In Keith v. County of Oakland (6h Cir. January 10, 2013), the plaintiff, deaf since birth, had completed the County’s lifeguard training programs with the assistance of an American Sign Language interpreter to communicate verbal instruction, applied for a position with the County as a wave pool lifeguard, and was offered a position, subject to passing a medical examination from a County-appointed physician.

According to the court, at the medical examination, after reviewing the plaintiff’s medical history, the physician stated: "He’s deaf; he can’t be a lifeguard." When Keith’s mom questioned this, the physician responded, again according to the court: "Well, I have to. I have a house and three sons to think about. If something happens, they’re not going to sue you, they’re going to sue the county, they’re going to come after me."

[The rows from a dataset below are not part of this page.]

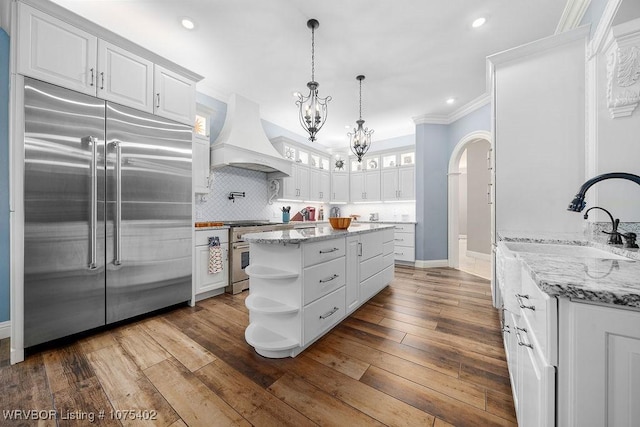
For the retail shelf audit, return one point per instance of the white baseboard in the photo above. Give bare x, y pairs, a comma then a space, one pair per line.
432, 263
479, 255
5, 329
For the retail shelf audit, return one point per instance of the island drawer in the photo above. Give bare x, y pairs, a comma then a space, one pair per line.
323, 314
324, 250
324, 278
541, 318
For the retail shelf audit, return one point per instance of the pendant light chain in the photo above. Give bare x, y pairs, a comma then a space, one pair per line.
313, 54
312, 108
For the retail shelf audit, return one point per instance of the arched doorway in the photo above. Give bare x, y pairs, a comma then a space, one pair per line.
453, 194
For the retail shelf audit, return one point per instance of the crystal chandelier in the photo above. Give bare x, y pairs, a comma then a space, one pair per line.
313, 109
360, 139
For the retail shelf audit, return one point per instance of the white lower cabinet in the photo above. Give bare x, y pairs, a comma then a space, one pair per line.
300, 291
405, 242
599, 367
571, 363
209, 284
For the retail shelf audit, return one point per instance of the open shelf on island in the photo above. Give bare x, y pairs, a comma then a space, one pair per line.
268, 343
262, 304
264, 272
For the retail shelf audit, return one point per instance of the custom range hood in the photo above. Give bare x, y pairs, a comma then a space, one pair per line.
242, 142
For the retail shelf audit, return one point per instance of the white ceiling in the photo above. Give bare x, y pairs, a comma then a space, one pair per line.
414, 53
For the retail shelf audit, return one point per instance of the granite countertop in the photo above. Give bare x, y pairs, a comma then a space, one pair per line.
608, 281
305, 235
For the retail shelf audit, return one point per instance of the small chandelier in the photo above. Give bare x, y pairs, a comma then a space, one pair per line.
360, 139
313, 109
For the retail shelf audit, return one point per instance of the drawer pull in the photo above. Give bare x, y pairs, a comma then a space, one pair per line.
520, 341
329, 313
328, 251
522, 304
330, 278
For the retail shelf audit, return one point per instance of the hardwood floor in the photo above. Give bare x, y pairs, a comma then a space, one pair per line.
426, 351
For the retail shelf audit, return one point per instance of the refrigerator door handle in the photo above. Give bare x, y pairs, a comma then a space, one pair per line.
93, 240
118, 219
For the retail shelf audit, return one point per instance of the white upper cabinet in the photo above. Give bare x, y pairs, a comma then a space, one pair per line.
174, 95
124, 77
398, 176
59, 52
54, 51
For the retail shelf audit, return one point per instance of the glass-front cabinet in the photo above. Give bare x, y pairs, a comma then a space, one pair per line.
398, 175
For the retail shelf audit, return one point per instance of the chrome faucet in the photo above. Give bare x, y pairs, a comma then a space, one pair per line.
578, 203
615, 238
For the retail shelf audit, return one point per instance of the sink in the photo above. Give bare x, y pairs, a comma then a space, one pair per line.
561, 250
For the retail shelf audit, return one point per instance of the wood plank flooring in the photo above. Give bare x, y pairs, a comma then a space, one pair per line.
426, 351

Keith was not hired and he sued. The district court held that he was not “otherwise qualified” because he was unable to show that he could perform the essential communication functions of a lifeguard, with or without accommodation and granted summary judgment to the County. The Sixth Circuit reversed this holding because it found that Keith had shown that a reasonable accommodation was possible and that questions of fact remain as to whether Keith is “otherwise qualified.”

The court noted that the most compelling evidence to suggest that a deaf individual may be "otherwise qualified" is the fact that the American Red Cross certifies deaf lifeguards and that Gallaudet University, a university dedicated to serving the needs of deaf individuals, has a lifeguard certification program. And, of course, there’s Leroy Columbo.